The Android and iPhone war still rages on, but some new stats put an interesting spin on just where the two are headed in terms of overall mobile OS and device share. It’s no surprise that Android is gaining quick ground in the smartphone space. Every single carrier carries one or more Android smartphones and the rate at which handsets are released with the Google platform makes my head spin. So just where is it in terms of mobile OS share versus iOS?
When it comes to just OS share, iOS still has the edge over Android – 25% versus 19.9% of overall smartphone OS market share. RIM is down at a lowly 11.3% while the rest is simply made up of “Other” – presumably Symbian and Windows Mobile devices. While Apple has a bit of a lead over Google here, it’s clear that the landscape will soon change in the coming months.
However, when you take the iPod and iPad away from these numbers, both of which run the iOS operating system, numbers are dramatically different. Here we see that Android has a very clear edge over the iPhone when considering OS market share in terms of smartphones only. Android remains at 19.9% where Apple drops to 14.3% when we look only at the iPhone.

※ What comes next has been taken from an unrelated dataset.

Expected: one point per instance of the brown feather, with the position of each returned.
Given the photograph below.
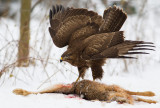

Let’s also not forget the Android tablets floating in the wild, especially the 1 million Samsung Galaxy Tab tablets that were sold during its first month of availability. These numbers are sure to grow as more manufacturers are readying to jump on 2.3 Gingerbread and the coming Honeycomb versions of the Google OS for their own tablets.
We recently learned that the forecast for this time next year shows iOS and Android neck-and-neck for U.S. smartphone market share. While an operating system available on only one device has impressively held up against an army of Android handsets, iOS could see a huge boost in the U.S. alone if Verizon were to carry the iPhone. If a recent study is to be believed regarding the Apple smartphone’s ability to steal Verizon’s thunder in smartphone sales, it would only be a tremendous benefit as an add-on to the carrier’s line-up. It may also just tip these numbers back into Apple’s favor.